# Athena SQL Model

This example will create an athena table for [Jan 2017 taxi dataset](https://aws.amazon.com/blogs/big-data/build-a-data-lake-foundation-with-aws-glue-and-amazon-s3/).  You can improve performance if you convert into a parquet format.
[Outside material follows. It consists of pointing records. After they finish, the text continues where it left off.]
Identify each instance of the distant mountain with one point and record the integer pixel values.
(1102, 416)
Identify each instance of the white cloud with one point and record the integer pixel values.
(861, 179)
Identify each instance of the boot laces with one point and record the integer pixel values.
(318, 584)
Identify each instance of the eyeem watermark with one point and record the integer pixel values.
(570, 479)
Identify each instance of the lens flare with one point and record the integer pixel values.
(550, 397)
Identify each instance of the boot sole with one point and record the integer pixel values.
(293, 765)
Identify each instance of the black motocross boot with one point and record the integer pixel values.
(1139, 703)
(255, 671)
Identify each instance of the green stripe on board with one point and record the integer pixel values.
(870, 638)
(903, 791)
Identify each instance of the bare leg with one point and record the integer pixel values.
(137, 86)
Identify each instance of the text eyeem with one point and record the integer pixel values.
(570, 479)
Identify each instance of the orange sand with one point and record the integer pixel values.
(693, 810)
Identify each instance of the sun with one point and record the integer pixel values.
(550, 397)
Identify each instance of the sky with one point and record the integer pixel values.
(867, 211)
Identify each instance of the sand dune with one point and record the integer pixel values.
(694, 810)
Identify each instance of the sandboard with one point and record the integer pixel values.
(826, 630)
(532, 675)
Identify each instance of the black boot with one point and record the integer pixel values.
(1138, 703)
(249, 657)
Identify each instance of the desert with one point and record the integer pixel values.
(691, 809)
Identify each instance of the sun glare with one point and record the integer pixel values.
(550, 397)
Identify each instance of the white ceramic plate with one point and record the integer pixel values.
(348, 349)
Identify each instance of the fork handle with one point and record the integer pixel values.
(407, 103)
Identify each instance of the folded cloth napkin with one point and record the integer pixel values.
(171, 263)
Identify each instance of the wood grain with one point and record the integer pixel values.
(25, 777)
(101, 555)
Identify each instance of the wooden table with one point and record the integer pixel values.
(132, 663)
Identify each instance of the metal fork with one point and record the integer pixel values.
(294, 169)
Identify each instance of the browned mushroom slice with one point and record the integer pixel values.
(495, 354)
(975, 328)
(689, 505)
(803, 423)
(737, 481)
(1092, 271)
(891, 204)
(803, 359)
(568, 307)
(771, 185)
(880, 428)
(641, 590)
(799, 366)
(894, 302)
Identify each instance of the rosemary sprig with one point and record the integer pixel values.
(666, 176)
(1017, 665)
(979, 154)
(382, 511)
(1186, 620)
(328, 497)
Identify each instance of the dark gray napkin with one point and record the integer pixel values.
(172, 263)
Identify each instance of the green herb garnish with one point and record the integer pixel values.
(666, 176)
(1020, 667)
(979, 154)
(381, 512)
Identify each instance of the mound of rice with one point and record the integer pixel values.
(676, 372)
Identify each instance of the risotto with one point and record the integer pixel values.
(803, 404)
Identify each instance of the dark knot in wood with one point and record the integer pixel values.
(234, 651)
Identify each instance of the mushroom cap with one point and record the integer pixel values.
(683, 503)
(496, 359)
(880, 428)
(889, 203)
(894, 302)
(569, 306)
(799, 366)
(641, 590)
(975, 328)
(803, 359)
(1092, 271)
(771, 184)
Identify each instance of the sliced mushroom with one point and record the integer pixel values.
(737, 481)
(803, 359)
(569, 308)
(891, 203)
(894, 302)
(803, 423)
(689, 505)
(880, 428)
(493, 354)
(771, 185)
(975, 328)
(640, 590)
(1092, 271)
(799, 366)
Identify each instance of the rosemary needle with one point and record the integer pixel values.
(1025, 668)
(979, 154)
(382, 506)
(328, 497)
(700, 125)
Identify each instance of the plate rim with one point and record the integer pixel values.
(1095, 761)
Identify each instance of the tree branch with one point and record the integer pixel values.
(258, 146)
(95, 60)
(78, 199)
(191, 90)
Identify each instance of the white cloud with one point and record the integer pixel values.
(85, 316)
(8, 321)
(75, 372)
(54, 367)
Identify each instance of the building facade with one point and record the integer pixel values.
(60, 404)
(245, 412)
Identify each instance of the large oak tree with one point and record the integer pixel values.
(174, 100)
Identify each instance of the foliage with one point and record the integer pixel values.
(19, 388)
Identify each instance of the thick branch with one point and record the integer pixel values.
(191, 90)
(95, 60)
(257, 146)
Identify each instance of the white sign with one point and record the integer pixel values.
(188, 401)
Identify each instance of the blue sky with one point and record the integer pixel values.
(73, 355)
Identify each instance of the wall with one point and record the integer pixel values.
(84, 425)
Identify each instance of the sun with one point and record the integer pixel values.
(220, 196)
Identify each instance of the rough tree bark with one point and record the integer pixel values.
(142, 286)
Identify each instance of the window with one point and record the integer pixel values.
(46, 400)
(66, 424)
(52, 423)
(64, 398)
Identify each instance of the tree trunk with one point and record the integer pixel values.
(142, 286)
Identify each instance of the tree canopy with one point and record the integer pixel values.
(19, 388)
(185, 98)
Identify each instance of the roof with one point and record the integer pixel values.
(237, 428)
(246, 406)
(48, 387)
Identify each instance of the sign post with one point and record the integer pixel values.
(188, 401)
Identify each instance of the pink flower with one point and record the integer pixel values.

Configure your notebook role with permissions to [query data from athena](https://aws.amazon.com/blogs/machine-learning/run-sql-queries-from-your-sagemaker-notebooks-using-amazon-athena/) and access the s3 staging bucket.

## Install libraries

Install the [Athena library](https://pypi.org/project/PyAthena/) for python and [tqdm](https://tqdm.github.io/)

In [None]:
import sys
!{sys.executable} -m pip install -U pip
!{sys.executable} -m pip install -U pandas
!{sys.executable} -m pip install -U PyAthena[Pandas]==1.11.2
!{sys.executable} -m pip install -U tqdm
!{sys.executable} -m pip install -U sagemaker

In [2]:
!pip install pyathena[Pandas]==1.11.2




### Restart Kernel

Now that you have upgraded SageMaker you need to restart the kernel by clicking menu: `Kernel -> Restart & Clear Output`.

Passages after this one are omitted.